1. A method for sorting a plurality of protein structures and corresponding sequences wherein both the protein structures and sequences are generated from a database query comprising the steps of:

a. identifying one or more alignment domains in each said sequence;

b. selecting a master sequence comprising one or more alignment domains from said sequences;

c. displaying to the user a graphical user interface comprising:

i. a first multiple sequence alignment representation comprising: a multiple sequence alignment between said master sequence and said other sequences; identifications of at least one master sequence alignment domain; and identifications of at least at least one alignment domain in each said other sequence that comprises said multiple sequence aligmnent;

ii. a means for the user to identify a new master sequence;

iii. a means for the user to select one or more master sequence alignment domains; and

iv. a means for the user to select to one or more sequences in order to select their corresponding structures for processing.

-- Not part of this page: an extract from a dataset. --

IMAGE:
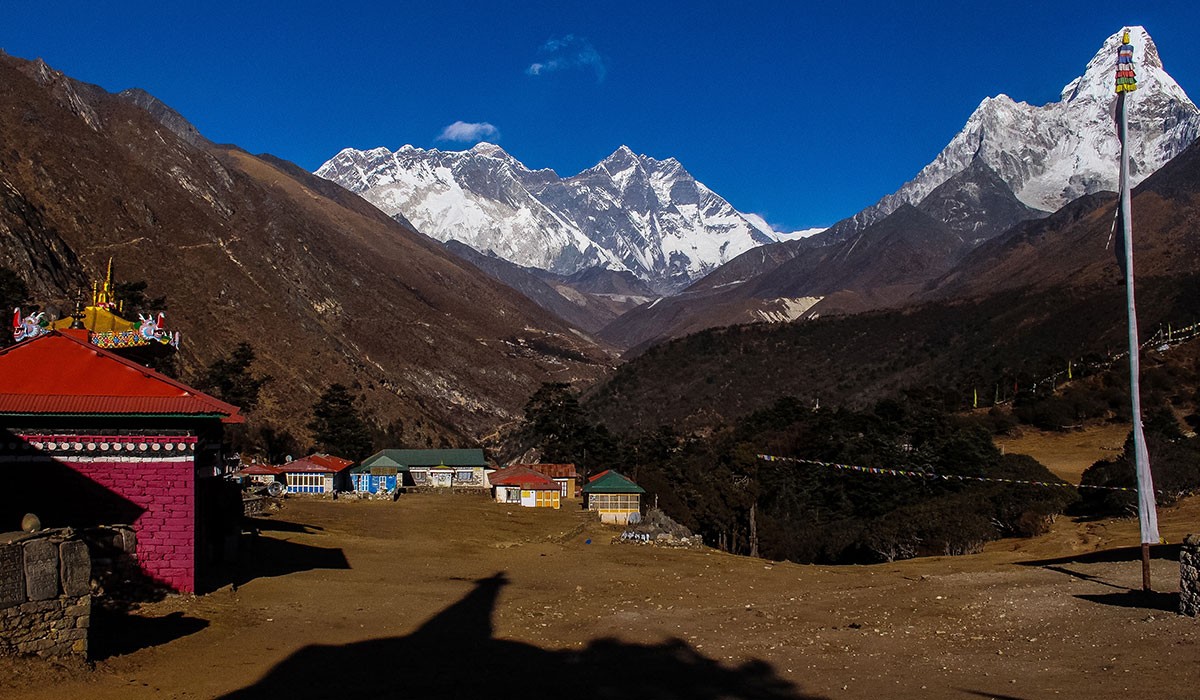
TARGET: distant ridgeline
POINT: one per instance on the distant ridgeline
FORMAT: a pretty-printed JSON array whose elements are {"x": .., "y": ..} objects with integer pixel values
[{"x": 142, "y": 341}]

d. receiving at least one master sequence alignment domain selection made by a user using said means for selecting a master sequence alignment domain;

e. displaying to the user a second multiple sequence alignment representation wherein the sequences that comprise the multiple sequence alignment are shifted such that said selected master sequence alignment domain(s) are aligned with their respective homologous alignment domains that comprise the other said sequences in said multiple sequence alignment;

f. receiving at least one sequence selection made by a user using said means for selecting a sequence in order to select its corresponding structure; and

g. identifying the protein structures corresponding to the selected sequences thereby sorting the protein structure into those selected by the user for subsequent processing and those structures that are not selected by the user for subsequent processing.

2. The method of claim 1 wherein said alignment domains correspond to domain annotations found in the Pfam database, SMART or the COG database.

3. The methods of claim 1 wherein said subsequent processing is the visualization of said protein.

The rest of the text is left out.